Il quadro LM del Modello Redditi PF 2026 è il cuore della dichiarazione per chi ha prodotto reddito in regime forfettario nel 2025. È qui che vengono indicati i dati dell’attività, i ricavi o compensi rilevanti, il coefficiente di redditività, i contributi previdenziali deducibili e l’imposta sostitutiva del 5% o del 15%.

Nel 2026 c’è inoltre un passaggio particolarmente delicato: nel quadro convivono ATECO 2025 e ATECO 2007. Il nuovo codice descrive l’attività, mentre per individuare il coefficiente di redditività continuano a rilevare, nelle istruzioni Redditi PF 2026, i codici della classificazione precedente nei righi da LM22 a LM27.

Questa guida spiega come leggere e controllare il quadro LM rigo per rigo, senza sostituirsi alle istruzioni ufficiali. Per il quadro generale della dichiarazione, scadenze e rapporto con il 730 puoi partire dalla guida alla dichiarazione dei redditi nel regime forfettario.
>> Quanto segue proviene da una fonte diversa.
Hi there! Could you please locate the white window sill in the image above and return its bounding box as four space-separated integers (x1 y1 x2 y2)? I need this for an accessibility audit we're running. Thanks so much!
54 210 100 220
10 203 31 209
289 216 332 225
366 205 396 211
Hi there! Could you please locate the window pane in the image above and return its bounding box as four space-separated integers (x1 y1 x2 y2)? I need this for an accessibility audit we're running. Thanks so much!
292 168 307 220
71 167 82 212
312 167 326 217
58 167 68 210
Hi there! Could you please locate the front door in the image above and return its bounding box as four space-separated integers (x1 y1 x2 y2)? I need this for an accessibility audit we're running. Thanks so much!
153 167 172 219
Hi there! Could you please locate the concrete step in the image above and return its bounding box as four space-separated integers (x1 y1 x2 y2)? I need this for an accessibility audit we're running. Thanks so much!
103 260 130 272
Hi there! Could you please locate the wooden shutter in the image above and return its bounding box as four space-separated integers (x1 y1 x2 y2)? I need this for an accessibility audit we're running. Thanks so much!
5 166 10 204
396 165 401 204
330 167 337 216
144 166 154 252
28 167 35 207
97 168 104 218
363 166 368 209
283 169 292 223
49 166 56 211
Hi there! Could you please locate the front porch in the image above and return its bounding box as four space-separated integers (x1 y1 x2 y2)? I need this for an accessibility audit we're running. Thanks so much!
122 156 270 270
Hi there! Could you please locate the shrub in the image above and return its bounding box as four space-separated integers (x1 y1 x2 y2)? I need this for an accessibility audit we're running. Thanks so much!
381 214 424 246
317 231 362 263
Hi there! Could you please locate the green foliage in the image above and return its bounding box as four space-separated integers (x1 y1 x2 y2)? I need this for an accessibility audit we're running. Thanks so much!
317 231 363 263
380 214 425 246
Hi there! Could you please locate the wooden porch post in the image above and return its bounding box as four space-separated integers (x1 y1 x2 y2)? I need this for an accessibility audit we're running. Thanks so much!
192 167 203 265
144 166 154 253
Quadro LM 2026: a cosa serve e chi deve compilarlo

L’Agenzia delle Entrate indica che il quadro LM serve a dichiarare, tra gli altri, il reddito prodotto nel regime forfettario disciplinato dalla Legge 190/2014. Per i forfettari la parte di riferimento è la Sezione III – Regime forfetario.

Il Modello Redditi PF 2026 riguarda i redditi del periodo d’imposta 2025. Se hai aperto la Partita IVA soltanto nel 2026, quindi, i redditi della nuova attività confluiranno normalmente nella dichiarazione che presenterai nel 2027.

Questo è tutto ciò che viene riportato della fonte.